In December, High Commissioner for Refugees António Guterres visited small communities of the Jiw and the Nukak Maku people in the rainforest near the town of San Jose del Guaviare. "We cannot move around any more to look for food, our territory is mined. We are confined and surrounded by illegal armed groups," one Jiw leader told him.
But while the High Commissioner assured them that UNHCR would continue to work with the local authorities to prevent displacement and to assist their tribe, most of the Jiw will not be able to reclaim all of their ancestral lands soon, if ever, and resume their traditional lifestyle alongside the Ariari and Guayabero rivers.
"The persistence of violence does not allow the return of the Jiw people to their territory," said one municipal official in San Jose del Guaviare. He added that the municipality was working with UNHCR to "seek alternatives to the current impossibility of a return plan."
This basically means local integration and helping the Jiw to build a new life for themselves. As part of this process, UNHCR and its partners have worked with the Jiw to analyze the risks they face and to look at ways to prevent further displacement. This includes identifying land that could be purchased by the authorities for the resettlement of Jiw communities.
The refugee agency's interventions are also aimed at strengthening the leadership and coordination capacity of the community. The fruit of this has been the creation last August of an organization called Naxaem, which acts as the voice for all of the scattered Jiw communities in Colombia. Naxaem has also been working with the government to draw up specific measures to save the Jiw.

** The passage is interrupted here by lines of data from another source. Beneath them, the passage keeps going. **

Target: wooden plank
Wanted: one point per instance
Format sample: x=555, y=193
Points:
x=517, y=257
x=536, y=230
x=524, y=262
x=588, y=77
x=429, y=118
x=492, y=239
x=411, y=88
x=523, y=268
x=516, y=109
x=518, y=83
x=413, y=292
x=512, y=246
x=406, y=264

Meanwhile, UNHCR, in cooperation with the local authorities and its humanitarian partners, including the European Commission's ECHO programme, has been helping the Jiw in more practical ways. This includes providing displaced communities with clean water and sanitation systems, food security projects and adequate housing.
The refugee agency has been promoting the importance of education for young people in an area where forced recruitment is a major cause of displacement.
The outside world came to the Jiw in the most brutal way in the late 1990s, when paramilitary forces entered their territory and changed their lives forever. On July 15, 1997, the intruders arrived in the small coca-growing town of Mapiripán in Meta department and massacred at least 60 people.
Ever since, the area has been contested between rival armed groups. Caught in the middle, the indigenous people have been forced to flee and set up home in an ever shrinking area. Many have left their lands altogether and started to settle in reservations near San José del Guaviare and Mapiripán, such as the Barrancón reservation, where some 500 Jiw have found shelter since 2008.
"We need to return to a place where we can be free, develop our culture, produce our own food and search [in the forest] for medicinal plants," said Ignacio, a leader of the Jiw community at Barrancón. "The Jiw people want to go back to having a normal life," he stressed.
"Having no territory is just like being an orphan," said Arthur, another Jiw leader in Barrancón. He said he worried for his own future and that of his family and people. "Our lives are in a precarious condition," he said, referring to how exile is affecting their tribal structure and the way they communicate with each other.